Il vantaggio però è che per tutto il tragitto, stando in quota, si può vedere il mare dall’alto e anche vedere, alle nostre spalle, le creste fatte nei giorni scorsi. Inoltre la vegetazione è meravigliosa, una macchia mediterranea che ci delizia coi suoi profumi e aromi. Nella foto qui sotto si vede il paese di Dolceacqua, uno dei tanti Borghi che si vedono dall’alto sparsi qua e là. Un altro interessante che non abbiamo potuto visitare sembra essere Pigna.



Dopo un po’ di km e dopo aver incrociato un paio di rave party di Pasquetta, ci avviciniamo alle case abitate della parte alta di Ventimiglia e gli odori iniziano a diventare quelli dei fumi delle grigliate. Dopo un ultimo pezzo di sentiero, sbuchiamo proprio sopra la stazione dove finisce (o inizia l’Alta Via).
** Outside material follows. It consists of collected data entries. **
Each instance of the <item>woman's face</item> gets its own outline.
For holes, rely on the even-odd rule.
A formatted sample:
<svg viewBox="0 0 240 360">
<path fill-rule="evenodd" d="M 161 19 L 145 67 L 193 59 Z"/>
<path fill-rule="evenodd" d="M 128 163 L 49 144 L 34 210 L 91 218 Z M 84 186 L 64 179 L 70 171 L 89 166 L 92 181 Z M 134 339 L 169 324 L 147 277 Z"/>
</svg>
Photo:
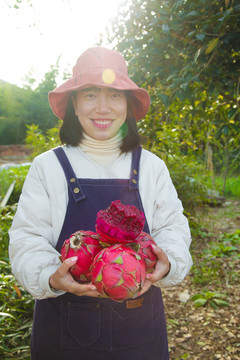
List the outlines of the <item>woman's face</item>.
<svg viewBox="0 0 240 360">
<path fill-rule="evenodd" d="M 96 140 L 111 139 L 127 117 L 124 91 L 90 87 L 79 90 L 72 101 L 84 132 Z"/>
</svg>

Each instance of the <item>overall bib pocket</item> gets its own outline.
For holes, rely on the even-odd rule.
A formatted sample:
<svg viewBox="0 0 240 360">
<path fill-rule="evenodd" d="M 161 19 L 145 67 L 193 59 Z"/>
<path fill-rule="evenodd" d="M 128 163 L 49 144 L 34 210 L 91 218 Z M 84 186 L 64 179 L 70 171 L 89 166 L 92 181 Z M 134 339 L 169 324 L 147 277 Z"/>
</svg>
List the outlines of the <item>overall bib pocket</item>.
<svg viewBox="0 0 240 360">
<path fill-rule="evenodd" d="M 63 349 L 115 351 L 155 339 L 151 290 L 123 303 L 72 296 L 60 303 Z"/>
<path fill-rule="evenodd" d="M 83 349 L 100 337 L 99 303 L 61 301 L 61 347 Z"/>
<path fill-rule="evenodd" d="M 125 302 L 121 307 L 112 309 L 113 350 L 141 346 L 155 339 L 150 291 L 143 298 L 138 299 L 142 300 L 140 306 L 134 307 L 137 299 L 133 299 Z"/>
</svg>

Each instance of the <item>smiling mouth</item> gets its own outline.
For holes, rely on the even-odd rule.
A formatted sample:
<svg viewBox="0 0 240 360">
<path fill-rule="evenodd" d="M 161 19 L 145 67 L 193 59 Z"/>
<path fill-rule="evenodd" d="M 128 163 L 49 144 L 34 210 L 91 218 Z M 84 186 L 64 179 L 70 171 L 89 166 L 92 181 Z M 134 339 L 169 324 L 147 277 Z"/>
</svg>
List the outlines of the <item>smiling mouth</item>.
<svg viewBox="0 0 240 360">
<path fill-rule="evenodd" d="M 91 119 L 92 122 L 94 123 L 95 126 L 99 127 L 99 128 L 107 128 L 109 127 L 113 120 L 100 120 L 100 119 Z"/>
</svg>

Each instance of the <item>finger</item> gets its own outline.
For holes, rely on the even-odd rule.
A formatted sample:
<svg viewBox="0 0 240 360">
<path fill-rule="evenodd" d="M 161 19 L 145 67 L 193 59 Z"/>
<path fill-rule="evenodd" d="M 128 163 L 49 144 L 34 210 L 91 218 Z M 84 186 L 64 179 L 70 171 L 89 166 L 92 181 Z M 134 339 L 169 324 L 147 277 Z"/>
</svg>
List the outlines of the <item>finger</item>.
<svg viewBox="0 0 240 360">
<path fill-rule="evenodd" d="M 169 262 L 168 264 L 162 264 L 158 269 L 155 269 L 151 274 L 146 275 L 146 279 L 151 282 L 156 282 L 162 279 L 162 277 L 169 271 Z"/>
<path fill-rule="evenodd" d="M 68 272 L 68 270 L 70 269 L 70 267 L 72 267 L 74 264 L 76 264 L 77 259 L 78 259 L 77 256 L 73 256 L 71 258 L 64 260 L 64 262 L 58 268 L 59 275 L 63 276 L 64 274 L 66 274 Z"/>
<path fill-rule="evenodd" d="M 80 293 L 77 292 L 77 293 L 74 293 L 74 295 L 77 295 L 77 296 L 102 297 L 102 295 L 99 294 L 99 292 L 98 292 L 97 290 L 80 292 Z"/>
<path fill-rule="evenodd" d="M 146 278 L 151 282 L 154 283 L 158 280 L 160 280 L 163 277 L 163 273 L 161 271 L 156 271 L 152 274 L 147 274 Z"/>
<path fill-rule="evenodd" d="M 155 255 L 157 255 L 158 260 L 166 260 L 167 255 L 165 254 L 165 252 L 156 245 L 151 245 L 152 251 L 154 252 Z"/>
<path fill-rule="evenodd" d="M 71 284 L 71 291 L 72 293 L 76 295 L 85 295 L 85 293 L 89 292 L 97 292 L 97 288 L 93 284 L 79 284 L 77 281 L 74 281 Z M 97 292 L 98 293 L 98 292 Z"/>
<path fill-rule="evenodd" d="M 151 286 L 152 286 L 152 282 L 149 281 L 149 280 L 145 280 L 144 284 L 143 284 L 143 287 L 142 287 L 142 290 L 138 293 L 137 296 L 140 296 L 140 295 L 144 294 L 145 292 L 147 292 L 150 289 Z"/>
</svg>

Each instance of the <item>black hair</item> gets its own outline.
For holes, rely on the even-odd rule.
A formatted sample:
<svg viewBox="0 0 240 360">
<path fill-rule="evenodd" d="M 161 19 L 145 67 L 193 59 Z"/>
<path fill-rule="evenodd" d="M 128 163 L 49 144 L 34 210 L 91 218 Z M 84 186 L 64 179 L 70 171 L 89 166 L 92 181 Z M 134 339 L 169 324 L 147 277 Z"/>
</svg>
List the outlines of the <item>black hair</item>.
<svg viewBox="0 0 240 360">
<path fill-rule="evenodd" d="M 123 142 L 120 147 L 121 152 L 132 151 L 140 145 L 140 135 L 138 133 L 136 120 L 132 113 L 131 94 L 126 91 L 127 95 L 127 118 L 121 126 Z M 62 144 L 78 146 L 83 139 L 83 128 L 80 124 L 72 104 L 72 96 L 70 96 L 66 114 L 60 127 L 59 136 Z"/>
</svg>

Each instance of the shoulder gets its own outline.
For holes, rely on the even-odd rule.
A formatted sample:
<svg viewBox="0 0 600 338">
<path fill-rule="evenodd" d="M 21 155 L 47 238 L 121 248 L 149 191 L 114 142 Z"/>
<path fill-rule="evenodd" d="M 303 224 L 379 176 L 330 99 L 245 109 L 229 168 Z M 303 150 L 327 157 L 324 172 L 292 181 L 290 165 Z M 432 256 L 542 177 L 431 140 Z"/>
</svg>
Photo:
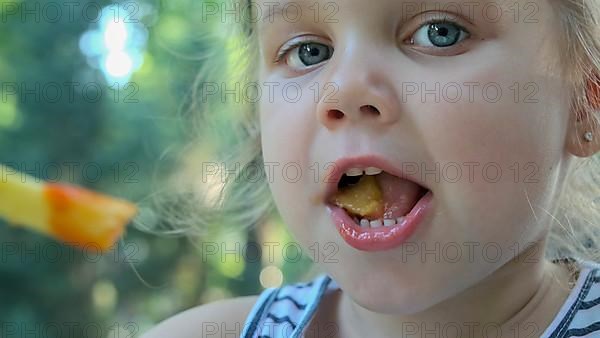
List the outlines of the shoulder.
<svg viewBox="0 0 600 338">
<path fill-rule="evenodd" d="M 181 312 L 168 318 L 141 338 L 204 337 L 207 334 L 235 331 L 241 333 L 246 318 L 259 295 L 219 300 Z"/>
<path fill-rule="evenodd" d="M 337 289 L 337 284 L 330 282 L 323 274 L 308 282 L 264 289 L 258 295 L 204 304 L 166 319 L 141 338 L 240 336 L 245 329 L 286 329 L 286 325 L 303 328 L 323 296 Z"/>
</svg>

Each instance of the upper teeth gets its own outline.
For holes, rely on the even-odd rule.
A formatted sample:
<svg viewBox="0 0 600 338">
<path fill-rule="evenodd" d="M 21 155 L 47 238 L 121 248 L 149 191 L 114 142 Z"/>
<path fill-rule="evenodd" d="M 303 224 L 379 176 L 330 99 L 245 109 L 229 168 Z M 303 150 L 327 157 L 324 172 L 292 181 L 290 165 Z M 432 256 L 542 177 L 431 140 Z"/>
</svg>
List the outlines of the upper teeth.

Ci concediamo un breve giro fino al mare ma abbiamo il treno che ci aspetta. È pasquetta e dobbiamo evitare la folla che torna dalle vacanze, cosa ovviamente impossibile. Riusciamo a concederci, causa cambio treno, anche una sosta a Savona dove finalmente troviamo un pranzo dignitoso e una birra che si possa chiamare tale. In serata arriveremo a Milano e poi a casa dopo un viaggio totale di 7 ore.

Narcisi trombini



Considerazioni finali.
Questo trekking è stato più duro del previsto. Da una parte la presenza di neve nella parte più alta, che ovviamente complicava il percorso. I ramponi ci hanno facilitato ma non completamente; in alcuni punti la neve era troppo alta per essere utili. Dall’altra la totale assenza di acqua e di fonti dove recuperarla; questo ci ha messo davvero in difficoltà. Da segnalare il cambio incredibile di ambienti e di vegetazione attraversati in 5 giorni: dai pendii ancora innevati ai boschi di conifere, da ambienti severi e aspri alla vegetazione mediterranea colorata e profumata. E infine i personaggi incredibili incontrati in questo cammino: i due Enrico di Monesi, il primo che cerca di reinventarsi una vita in un paese fantasma e il secondo che qui è nato e vive tra i ricordi di una passata Val Senales e lo stadio a vedere il Milan. Marco, lo chef stellato che cerca di rimettere in piedi un rifugio (CAI), alla ricerca di una meritata recensione che lo elevi sopra i kebabbari di SanRemo. Maria del rifugio AltaVia che conosce tutte le erbe aromatiche possibili e i loro usi, per sé, il marito, ma anche per cani e gatti. Francesco, il vicino di casa di Maria, che ha accompagnato Elisa a Ventimiglia a causa di dolori alle caviglie, colui che ha mollato la divisa da carabiniere per fare il fabbro e adesso enumera i proprietari delle ville della zona, come una specie di hall of fame, sottolineando che spesso sono francesi o tedeschi. Una galleria che ci ha veramente colpito e ha arricchito questo nostro cammino ligure-francese.